BEDFORD — A Bedford County teen was sentenced to 23 years in prison Friday for his role in a March 2007 robbery after originally being sentenced two years ago to the juvenile justice system until his 20th birthday.
A January opinion issued by the Supreme Court of Virginia stated that Demetrious Brown, 16 at the time of the robbery, should have been sentenced to the mandatory minimum provisions of the commonwealth’s gun laws. The law calls for a three-year minimum sentence at a prison for adults for the first conviction of use of a firearm in commission of a felony and five years for subsequent convictions.
The court ruled Bedford Circuit Court Judge James Updike did not have the discretion afforded in other convictions to sentence a juvenile prosecuted as an adult under juvenile provisions. The decision was reached after prosecutors first appealed Updike’s sentence to the court of appeals, which was in turn appealed by defense lawyers to the high court.
“I don’t see that I have any discretion,” Updike said Friday as he sentenced Brown, adding that he would be in violation of court orders from the Supreme Court and Court of Appeals if he failed to impose the mandatory minimums.
In March 2008, when Brown was sentenced, Assistant Commonwealth’s Attorney Mark Robinette argued Updike was obligated to sentence under the adult mandatory provisions. Ten days later, when Demetrious’ cousin Dwayne Brown was sentenced for the same crimes in the same robbery and after Updike ruled against him, the Supreme Court found Robinette conceded the point. When the Supreme Court ruled that Demetrious had to be resentenced, it also found Robinette’s concession meant Dwayne’s sentence of confinement in the juvenile justice system until his 18th birthday, followed by 24 months in jail must stand.
After the January Supreme Court ruling, Commonwealth’s Attorney Randy Krantz said prosecutors would have to consider the difference in the cousins’ sentences. After Friday’s hearing, Robinette said Demetrious Brown didn’t deserve a break to put his sentence more in line with his cousin’s.

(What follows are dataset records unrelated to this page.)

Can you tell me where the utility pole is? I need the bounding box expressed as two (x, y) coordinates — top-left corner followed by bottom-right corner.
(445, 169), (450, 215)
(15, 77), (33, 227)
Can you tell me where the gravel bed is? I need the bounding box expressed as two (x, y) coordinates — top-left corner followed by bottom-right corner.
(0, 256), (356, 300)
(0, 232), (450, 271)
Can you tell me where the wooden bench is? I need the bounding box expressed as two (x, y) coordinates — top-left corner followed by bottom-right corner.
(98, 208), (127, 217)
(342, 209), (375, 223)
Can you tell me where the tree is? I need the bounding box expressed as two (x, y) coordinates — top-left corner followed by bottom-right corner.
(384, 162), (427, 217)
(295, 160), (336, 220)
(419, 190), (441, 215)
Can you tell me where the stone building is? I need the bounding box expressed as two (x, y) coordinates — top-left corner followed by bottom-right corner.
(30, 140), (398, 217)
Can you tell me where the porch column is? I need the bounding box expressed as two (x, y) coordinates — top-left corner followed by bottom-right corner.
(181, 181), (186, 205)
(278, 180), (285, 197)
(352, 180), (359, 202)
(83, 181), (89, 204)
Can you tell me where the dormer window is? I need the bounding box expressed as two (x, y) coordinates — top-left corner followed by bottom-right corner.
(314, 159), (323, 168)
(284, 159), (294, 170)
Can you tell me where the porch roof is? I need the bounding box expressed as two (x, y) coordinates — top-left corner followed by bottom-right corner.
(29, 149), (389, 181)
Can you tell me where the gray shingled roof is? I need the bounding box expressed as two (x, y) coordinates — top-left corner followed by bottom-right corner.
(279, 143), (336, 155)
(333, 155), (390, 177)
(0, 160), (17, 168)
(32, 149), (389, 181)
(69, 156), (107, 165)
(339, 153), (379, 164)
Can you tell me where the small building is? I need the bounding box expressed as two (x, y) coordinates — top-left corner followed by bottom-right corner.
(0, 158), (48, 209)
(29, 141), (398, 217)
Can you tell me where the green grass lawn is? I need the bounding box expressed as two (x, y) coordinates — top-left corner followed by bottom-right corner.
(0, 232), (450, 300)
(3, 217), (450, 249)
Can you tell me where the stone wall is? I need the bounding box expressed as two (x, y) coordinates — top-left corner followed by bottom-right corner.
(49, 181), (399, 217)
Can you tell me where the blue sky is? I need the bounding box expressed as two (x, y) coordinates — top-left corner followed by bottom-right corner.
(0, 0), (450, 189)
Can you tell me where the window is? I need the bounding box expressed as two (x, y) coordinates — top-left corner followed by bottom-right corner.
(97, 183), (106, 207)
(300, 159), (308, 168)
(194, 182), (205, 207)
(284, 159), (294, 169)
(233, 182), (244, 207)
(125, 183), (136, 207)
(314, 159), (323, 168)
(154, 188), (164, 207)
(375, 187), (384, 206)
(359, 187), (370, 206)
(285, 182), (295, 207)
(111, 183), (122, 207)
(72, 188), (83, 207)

The prosecutor said a third defendant, Tyrell Spinner, of Goode, was 21 at the time of the robbery and was sentenced to 23 years. Robinette said Demetrious Brown arguably played a more important role in the crime than Spinner. When the Browns were initially sentenced as juveniles, it was just as unfair as the difference in the two Browns’ sentences Friday, he said.
“There was going to be some disparity any way you cut it,” Robinette said.
Although the Browns and Spinner were wearing masks, prosecutors believe it was Demetrious who herded five people at a Centerville Road card game into a bedroom and forced them to lie down at gunpoint, then threatened to kill someone if they didn’t get at least $1,000 in cash, Robinette said.
“I didn’t feel he deserved any more consideration,” the prosecutor said.